On Sun, Dec 07, 2003 at 04:10:17AM -0800, Dave Stevens wrote:
> >> This machine is a single Athlon XP 1800+ with a an inexpensive Asus K7
> >> board and only 512 MB of RAM.
> >
> > I assume you are using -e when indexing.
>
> Actually no. I was more or less looking at the limitations using Swish-e
> knowing it it wasn't really intended to handle somewhat massive data sets
> and that my resources (particularly RAM) might be taxed. I'll try the -e
> switch on the next crawl and see if it helps. I'm adding another 512MB of
> RAM and see what that does. When I SIGHUPed the last crawl at 96 hours,
> the pages were being returned at the rate of two or less a minute, much
> slower than any of the other crawls.
Of course, RAM is faster than disk. But not if you use it all up. -e
helps by flushing to disk as it's indexing (after each document). But,
-e may be faster than RAM after some point, regardless of how much RAM
you have because the hash tables get so big.

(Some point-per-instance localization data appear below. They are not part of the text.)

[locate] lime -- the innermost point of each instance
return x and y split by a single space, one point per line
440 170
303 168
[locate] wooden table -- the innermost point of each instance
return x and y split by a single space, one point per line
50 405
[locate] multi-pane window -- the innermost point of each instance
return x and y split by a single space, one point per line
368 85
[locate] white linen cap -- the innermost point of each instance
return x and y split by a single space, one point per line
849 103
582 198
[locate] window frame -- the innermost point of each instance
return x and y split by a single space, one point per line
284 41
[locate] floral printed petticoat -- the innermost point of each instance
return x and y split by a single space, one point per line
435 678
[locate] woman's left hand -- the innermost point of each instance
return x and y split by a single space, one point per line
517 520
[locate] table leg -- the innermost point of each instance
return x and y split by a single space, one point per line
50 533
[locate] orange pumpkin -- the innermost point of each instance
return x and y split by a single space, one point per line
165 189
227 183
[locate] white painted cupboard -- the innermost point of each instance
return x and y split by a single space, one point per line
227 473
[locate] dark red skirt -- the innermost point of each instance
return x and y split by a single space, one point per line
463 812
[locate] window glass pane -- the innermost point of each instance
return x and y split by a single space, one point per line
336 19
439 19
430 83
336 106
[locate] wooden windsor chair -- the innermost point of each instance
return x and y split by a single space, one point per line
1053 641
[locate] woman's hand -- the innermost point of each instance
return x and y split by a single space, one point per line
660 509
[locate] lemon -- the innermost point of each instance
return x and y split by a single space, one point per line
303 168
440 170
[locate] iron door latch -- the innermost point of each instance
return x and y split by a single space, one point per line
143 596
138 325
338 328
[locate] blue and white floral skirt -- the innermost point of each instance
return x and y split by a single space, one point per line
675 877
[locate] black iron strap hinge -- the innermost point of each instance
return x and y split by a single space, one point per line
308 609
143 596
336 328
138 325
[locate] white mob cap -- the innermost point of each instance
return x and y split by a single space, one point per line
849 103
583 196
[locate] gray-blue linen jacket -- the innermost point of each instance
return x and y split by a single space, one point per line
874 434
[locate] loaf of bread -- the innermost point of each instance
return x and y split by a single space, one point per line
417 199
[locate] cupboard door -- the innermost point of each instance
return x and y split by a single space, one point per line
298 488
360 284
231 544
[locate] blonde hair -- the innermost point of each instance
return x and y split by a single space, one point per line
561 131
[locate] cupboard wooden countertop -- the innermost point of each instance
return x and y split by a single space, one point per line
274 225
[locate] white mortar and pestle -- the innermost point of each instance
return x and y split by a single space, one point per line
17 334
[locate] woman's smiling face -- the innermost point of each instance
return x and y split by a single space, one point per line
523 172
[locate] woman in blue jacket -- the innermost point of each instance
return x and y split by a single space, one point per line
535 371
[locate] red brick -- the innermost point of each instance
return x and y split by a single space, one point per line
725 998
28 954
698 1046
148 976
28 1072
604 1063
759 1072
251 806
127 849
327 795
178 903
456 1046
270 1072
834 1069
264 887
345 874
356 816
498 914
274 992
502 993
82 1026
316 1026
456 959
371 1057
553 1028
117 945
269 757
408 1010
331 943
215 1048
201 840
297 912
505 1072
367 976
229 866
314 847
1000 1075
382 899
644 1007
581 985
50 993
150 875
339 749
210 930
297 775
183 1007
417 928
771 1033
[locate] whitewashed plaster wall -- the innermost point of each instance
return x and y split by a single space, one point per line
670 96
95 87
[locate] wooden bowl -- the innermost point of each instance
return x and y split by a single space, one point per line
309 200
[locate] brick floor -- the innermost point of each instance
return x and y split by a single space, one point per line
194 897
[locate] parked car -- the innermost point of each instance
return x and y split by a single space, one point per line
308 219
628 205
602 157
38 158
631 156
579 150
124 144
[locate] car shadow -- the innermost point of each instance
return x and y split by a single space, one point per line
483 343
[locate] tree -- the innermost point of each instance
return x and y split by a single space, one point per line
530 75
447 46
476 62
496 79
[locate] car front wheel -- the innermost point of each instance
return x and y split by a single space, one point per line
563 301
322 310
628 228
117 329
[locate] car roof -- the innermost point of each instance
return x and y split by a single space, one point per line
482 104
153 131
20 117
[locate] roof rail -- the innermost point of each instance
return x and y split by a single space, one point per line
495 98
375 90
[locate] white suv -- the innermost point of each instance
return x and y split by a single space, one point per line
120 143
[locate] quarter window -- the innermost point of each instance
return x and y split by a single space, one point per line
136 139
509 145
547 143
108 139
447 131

The word index, for example, is a table indexed by the hash value of the
word. But there can be lots of words with that same hash value. So,
once swish-e finds the hash index it does a sequential walk to find the
right word/file/metaname/position to add the word to the index.
Jose has added a btree backend, although I'm not sure it helps the
problem of full hash tables.
Swish-e also maintains some simple tables the size of the number of
documents indexed (table[num_documents]), so those will eat RAM and
require time to load off disk for every search. They are very helpful
for speed, but can become an issue for very large document sets.
> Another issue I could see was that after the spider had been crawling for
> several hours, unless Apache was restarted a couple of times a day, PHP
> performance would tank to the point where PHP/mysql pages would take
> upwards of a minute to serve, though html and cgi/DBI/mysql pages loaded a
> little slower than normal, still acceptable. Just don't have enough box
> at the moment.
Sounds like a swapping problem if it happens after indexing for a while.
Interesting stuff about Lucene and Nutch. Doug Cutting spoke in
Berkeley a few months back about search engines and I was sad I couldn't
make it that day.
Here's a place to try nutch:
http://research.overture.com/demo/nutch/
Although about 1/2 the time I get:
Error 404: File Not Found
The page '/error.html' could not be found. Please check that you did not mistype the URL. If you followed a link to this page, we appologize for the error.
oops. ;)
Plus if you search for "Perl" Matt's Script Archive is the first hit.
Clearly broken... ;)
--
Bill Moseley
moseley@hank.org
Received on Sun Dec 7 14:38:55 2003